A Polícia Federal iniciou, nesta terça-feira (17/3), uma ação simultânea em várias regiões do Brasil para enfrentar crimes cibernéticos ligados à exploração sexual de crianças e adolescentes. A operação, chamada Guardião Digital, atingiu 17 estados e resultou no cumprimento de dezenas de mandados judiciais.

Ao todo, foram emitidos 35 mandados de busca e apreensão focados em identificar pessoas envolvidas no armazenamento, compartilhamento, produção e venda de conteúdos ilegais online.
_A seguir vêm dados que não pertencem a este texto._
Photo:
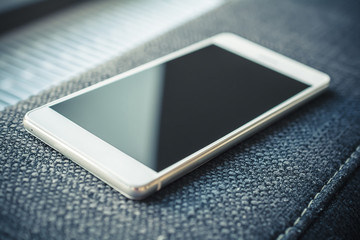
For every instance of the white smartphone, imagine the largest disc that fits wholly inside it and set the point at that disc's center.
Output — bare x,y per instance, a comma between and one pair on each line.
140,130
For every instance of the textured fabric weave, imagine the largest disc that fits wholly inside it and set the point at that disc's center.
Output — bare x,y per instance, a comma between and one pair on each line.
273,185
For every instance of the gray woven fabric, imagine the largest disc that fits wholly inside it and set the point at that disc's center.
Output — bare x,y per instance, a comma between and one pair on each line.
273,185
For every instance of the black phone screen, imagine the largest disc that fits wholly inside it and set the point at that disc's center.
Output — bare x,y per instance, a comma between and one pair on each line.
165,113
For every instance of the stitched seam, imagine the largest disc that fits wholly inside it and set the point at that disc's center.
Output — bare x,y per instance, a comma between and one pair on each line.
282,235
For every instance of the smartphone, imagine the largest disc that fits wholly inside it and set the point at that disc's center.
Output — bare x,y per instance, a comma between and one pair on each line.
142,129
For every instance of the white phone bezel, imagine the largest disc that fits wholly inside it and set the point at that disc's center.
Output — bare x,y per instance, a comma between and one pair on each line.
134,179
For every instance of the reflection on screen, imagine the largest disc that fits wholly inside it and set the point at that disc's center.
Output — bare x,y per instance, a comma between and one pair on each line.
165,113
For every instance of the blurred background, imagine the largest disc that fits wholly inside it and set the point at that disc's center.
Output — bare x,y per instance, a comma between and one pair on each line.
45,42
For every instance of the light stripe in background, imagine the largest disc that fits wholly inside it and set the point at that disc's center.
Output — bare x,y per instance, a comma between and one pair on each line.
70,42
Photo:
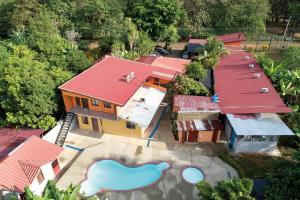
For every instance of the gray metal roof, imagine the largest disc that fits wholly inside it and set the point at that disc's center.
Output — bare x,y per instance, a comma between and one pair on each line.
258,124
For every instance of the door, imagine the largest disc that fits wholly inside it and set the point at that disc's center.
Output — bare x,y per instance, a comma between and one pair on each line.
77,101
193,136
55,167
85,103
95,124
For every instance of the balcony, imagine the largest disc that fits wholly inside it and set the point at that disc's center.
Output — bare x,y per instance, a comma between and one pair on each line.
93,113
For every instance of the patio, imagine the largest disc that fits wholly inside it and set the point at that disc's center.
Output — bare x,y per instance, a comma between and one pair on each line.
134,151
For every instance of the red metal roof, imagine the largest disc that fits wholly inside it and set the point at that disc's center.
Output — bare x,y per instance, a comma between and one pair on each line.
200,125
197,41
10,138
106,80
239,91
175,64
21,166
194,103
234,37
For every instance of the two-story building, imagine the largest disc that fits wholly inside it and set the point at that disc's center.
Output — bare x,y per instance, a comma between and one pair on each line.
117,96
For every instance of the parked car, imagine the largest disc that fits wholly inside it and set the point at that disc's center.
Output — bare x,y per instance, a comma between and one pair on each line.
161,51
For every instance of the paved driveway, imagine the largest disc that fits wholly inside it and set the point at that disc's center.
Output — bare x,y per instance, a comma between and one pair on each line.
133,151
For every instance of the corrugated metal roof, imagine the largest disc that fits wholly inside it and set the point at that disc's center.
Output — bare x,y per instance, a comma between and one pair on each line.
199,125
234,37
141,108
175,64
240,92
194,103
258,124
22,164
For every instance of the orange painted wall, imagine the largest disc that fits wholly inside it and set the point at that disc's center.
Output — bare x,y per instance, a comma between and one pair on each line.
69,101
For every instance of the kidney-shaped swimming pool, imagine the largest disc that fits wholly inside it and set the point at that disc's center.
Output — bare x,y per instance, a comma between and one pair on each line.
112,175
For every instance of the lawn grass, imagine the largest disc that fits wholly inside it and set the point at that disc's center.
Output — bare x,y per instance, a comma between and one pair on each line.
252,166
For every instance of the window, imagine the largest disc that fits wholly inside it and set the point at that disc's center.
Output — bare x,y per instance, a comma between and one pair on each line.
77,99
85,120
40,177
130,125
95,102
107,104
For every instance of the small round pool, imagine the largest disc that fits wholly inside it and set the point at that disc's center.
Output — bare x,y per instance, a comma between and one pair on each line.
192,174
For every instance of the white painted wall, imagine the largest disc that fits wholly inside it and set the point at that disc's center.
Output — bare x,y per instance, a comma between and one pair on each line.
52,134
255,146
48,173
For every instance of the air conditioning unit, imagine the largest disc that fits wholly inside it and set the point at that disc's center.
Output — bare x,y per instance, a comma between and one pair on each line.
246,57
256,75
129,77
264,90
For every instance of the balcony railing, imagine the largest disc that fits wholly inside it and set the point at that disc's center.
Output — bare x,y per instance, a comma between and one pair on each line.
93,113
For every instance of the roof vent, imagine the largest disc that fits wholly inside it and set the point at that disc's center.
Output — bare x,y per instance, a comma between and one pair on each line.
256,75
129,77
142,100
246,57
264,90
251,66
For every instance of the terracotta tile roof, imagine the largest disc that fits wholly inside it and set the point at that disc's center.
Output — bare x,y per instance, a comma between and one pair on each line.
240,92
20,167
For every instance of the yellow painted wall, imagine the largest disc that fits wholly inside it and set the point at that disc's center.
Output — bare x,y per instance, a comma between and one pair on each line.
85,126
119,128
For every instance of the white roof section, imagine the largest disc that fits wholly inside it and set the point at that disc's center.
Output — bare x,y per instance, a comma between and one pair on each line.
142,106
258,124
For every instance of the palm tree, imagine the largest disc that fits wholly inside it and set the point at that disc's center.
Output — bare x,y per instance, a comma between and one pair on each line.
53,193
211,53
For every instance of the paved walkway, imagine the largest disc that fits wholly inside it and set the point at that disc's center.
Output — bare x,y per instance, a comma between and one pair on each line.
134,151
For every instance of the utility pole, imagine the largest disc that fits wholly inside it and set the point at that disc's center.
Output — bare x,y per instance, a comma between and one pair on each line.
286,28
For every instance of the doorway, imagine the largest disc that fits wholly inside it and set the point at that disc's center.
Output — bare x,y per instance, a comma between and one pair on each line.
85,103
95,124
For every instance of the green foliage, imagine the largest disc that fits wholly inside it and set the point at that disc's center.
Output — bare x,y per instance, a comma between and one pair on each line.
239,15
188,86
52,192
156,17
233,189
291,58
209,55
196,71
96,19
27,90
284,185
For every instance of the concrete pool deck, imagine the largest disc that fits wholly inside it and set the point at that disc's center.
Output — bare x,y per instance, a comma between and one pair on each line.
134,151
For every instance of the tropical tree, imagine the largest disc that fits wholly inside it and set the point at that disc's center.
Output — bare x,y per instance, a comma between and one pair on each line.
52,192
238,15
196,70
284,185
188,86
156,16
233,189
211,53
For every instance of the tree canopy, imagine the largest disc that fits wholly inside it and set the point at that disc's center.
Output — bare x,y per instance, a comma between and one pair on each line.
233,189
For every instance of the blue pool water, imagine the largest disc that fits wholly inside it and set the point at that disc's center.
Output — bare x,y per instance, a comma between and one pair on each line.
112,175
192,175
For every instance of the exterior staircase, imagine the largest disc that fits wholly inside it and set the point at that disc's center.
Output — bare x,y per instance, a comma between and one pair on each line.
64,129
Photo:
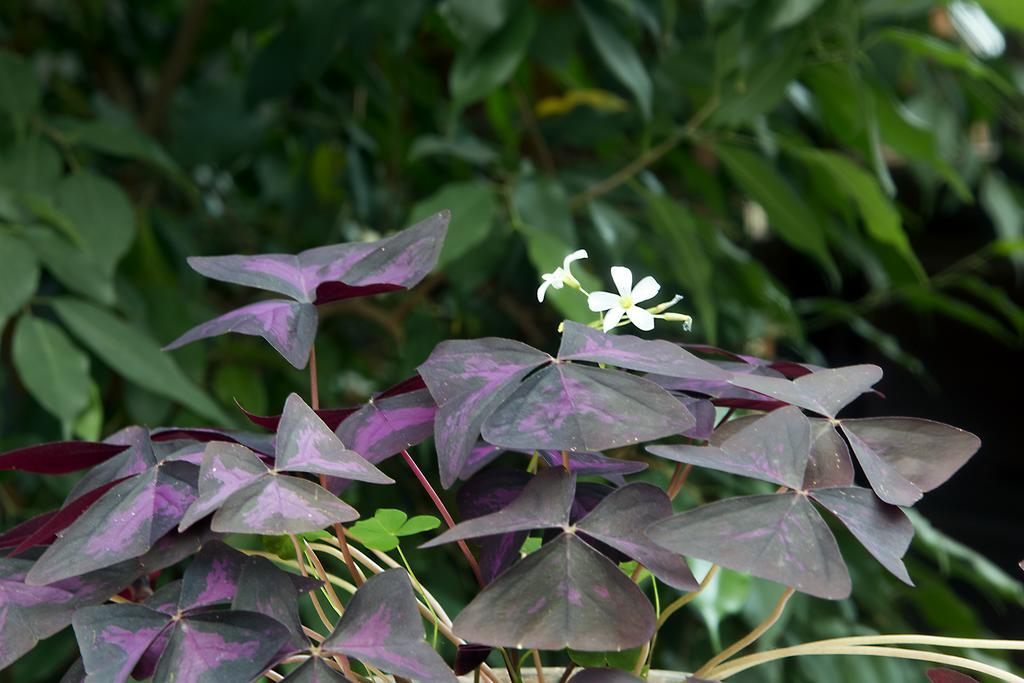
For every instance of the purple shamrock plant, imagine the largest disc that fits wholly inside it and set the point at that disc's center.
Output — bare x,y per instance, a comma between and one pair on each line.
196,554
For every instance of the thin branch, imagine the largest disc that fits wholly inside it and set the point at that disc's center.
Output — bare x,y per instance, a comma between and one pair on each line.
648,158
758,631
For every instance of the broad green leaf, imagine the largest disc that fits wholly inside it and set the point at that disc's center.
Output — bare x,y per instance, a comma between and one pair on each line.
18,275
947,55
52,369
881,217
135,356
473,207
790,215
19,93
619,55
102,215
477,72
70,265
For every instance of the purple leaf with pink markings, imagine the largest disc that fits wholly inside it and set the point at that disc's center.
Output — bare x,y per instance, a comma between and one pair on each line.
569,407
58,458
124,523
773,447
778,537
306,444
620,520
566,594
824,392
289,327
903,458
581,342
468,380
884,529
382,627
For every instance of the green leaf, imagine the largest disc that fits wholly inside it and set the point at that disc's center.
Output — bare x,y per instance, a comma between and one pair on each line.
18,275
473,207
790,216
477,72
70,265
52,369
619,55
102,215
880,215
947,55
135,356
19,93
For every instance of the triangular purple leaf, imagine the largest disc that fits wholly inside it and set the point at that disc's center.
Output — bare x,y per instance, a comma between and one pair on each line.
382,627
566,594
227,468
544,503
569,407
58,458
620,521
824,392
884,529
777,537
904,458
581,342
122,524
306,444
469,379
773,447
290,328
Esta ação faz parte da estratégia contínua da corporação para combater crimes graves que afetam a dignidade de vítimas vulneráveis.

Até o momento, foram cumpridos 33 mandados e feitas oito prisões em flagrante. Também ocorreram uma prisão preventiva e outra temporária durante as ações.
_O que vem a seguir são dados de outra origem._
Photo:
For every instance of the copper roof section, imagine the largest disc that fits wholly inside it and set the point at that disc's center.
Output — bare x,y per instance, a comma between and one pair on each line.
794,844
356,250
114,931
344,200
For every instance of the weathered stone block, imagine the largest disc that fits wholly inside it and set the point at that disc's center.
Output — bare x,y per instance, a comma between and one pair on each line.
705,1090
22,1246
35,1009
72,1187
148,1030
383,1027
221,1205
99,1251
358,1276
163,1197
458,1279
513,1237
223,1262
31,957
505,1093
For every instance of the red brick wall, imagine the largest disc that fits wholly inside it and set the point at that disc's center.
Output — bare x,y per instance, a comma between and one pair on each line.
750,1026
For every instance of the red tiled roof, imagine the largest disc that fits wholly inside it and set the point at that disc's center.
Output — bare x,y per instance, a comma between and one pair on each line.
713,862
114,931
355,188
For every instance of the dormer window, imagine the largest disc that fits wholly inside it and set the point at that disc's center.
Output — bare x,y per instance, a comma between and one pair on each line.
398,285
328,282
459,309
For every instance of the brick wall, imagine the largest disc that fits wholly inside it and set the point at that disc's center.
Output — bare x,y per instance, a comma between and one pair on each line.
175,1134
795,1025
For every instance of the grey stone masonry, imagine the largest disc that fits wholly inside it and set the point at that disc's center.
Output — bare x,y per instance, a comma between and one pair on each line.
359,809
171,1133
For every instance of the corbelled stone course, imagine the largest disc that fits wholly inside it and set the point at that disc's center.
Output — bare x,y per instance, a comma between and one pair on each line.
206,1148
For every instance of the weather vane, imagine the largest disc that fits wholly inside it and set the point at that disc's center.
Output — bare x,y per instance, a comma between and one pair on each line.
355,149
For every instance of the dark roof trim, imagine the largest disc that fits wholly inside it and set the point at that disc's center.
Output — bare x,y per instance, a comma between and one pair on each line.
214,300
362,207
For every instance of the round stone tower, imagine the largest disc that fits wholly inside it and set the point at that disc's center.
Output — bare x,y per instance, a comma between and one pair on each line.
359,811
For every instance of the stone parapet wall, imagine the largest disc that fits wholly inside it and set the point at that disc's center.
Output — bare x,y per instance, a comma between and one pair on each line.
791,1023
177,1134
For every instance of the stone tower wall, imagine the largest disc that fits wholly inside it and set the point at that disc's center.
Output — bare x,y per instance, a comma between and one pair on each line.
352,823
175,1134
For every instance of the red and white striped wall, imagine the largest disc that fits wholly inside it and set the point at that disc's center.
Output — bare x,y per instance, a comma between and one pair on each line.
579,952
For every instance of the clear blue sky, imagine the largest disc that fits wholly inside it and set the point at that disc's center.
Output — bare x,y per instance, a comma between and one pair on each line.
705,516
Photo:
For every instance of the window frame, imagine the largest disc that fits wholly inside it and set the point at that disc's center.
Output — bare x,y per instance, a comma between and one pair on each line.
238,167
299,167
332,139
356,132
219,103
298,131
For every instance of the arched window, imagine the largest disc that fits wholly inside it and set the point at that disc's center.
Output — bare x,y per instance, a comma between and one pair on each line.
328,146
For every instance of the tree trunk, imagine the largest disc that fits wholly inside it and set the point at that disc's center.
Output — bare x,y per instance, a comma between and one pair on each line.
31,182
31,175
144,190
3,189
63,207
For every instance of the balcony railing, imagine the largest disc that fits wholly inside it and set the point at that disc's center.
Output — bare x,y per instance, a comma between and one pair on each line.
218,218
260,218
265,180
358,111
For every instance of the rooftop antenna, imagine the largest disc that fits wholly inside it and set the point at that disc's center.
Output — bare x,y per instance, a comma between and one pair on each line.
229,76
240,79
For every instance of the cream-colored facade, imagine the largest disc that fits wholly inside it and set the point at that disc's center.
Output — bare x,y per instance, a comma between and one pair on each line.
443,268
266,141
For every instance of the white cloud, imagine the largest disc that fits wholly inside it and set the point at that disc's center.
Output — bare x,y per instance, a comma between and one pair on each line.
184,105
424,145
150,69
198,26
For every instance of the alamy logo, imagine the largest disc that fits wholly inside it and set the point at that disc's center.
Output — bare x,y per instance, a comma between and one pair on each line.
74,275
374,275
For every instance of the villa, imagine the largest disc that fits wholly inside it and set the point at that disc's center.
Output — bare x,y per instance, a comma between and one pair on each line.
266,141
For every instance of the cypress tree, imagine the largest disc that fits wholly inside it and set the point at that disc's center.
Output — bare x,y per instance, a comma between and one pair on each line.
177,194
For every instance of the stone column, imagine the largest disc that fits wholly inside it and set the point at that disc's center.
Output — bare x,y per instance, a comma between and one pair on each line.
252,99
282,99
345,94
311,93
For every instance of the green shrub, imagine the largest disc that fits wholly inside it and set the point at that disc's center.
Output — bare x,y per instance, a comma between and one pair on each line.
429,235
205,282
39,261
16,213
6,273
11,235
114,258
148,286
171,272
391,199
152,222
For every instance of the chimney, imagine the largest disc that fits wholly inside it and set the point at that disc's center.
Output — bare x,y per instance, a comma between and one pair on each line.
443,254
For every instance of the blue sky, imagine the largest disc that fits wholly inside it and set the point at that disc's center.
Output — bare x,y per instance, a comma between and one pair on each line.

A iniciativa acontece no mesmo dia em que entrou em vigor a Lei nº 15.211/2025, conhecida como ECA Digital, que traz novas medidas de proteção para o ambiente virtual. Entre as ações previstas está a criação do Centro Nacional de Proteção à Criança e ao Adolescente dentro da Polícia Federal, que terá a função de receber notificações de provedores sobre conteúdos que violem a dignidade sexual de menores.

Os mandados foram cumpridos nos estados do Amapá (2), Amazonas (1), Bahia (2), Distrito Federal (1), Espírito Santo (4), Goiás (2), Minas Gerais (3), Mato Grosso do Sul (1), Mato Grosso (1), Pará (1), Paraíba (1), Paraná (2), Pernambuco (1), Piauí (2), Rio de Janeiro (4), Rio Grande do Norte (1), Rondônia (1), Rio Grande do Sul (2) e São Paulo (4).

A Polícia Federal reforça que pais e responsáveis devem ficar atentos ao uso da internet por crianças e adolescentes. É importante acompanhar as atividades online, manter um diálogo aberto sobre segurança digital e incentivar a denúncia de situações suspeitas.

A corporação também alerta que, apesar do termo “pornografia” estar presente na legislação brasileira, organismos internacionais usam expressões como “abuso sexual” ou “violência sexual” para descrever esses crimes, o que reflete com mais precisão a gravidade dessas ações contra crianças e adolescentes.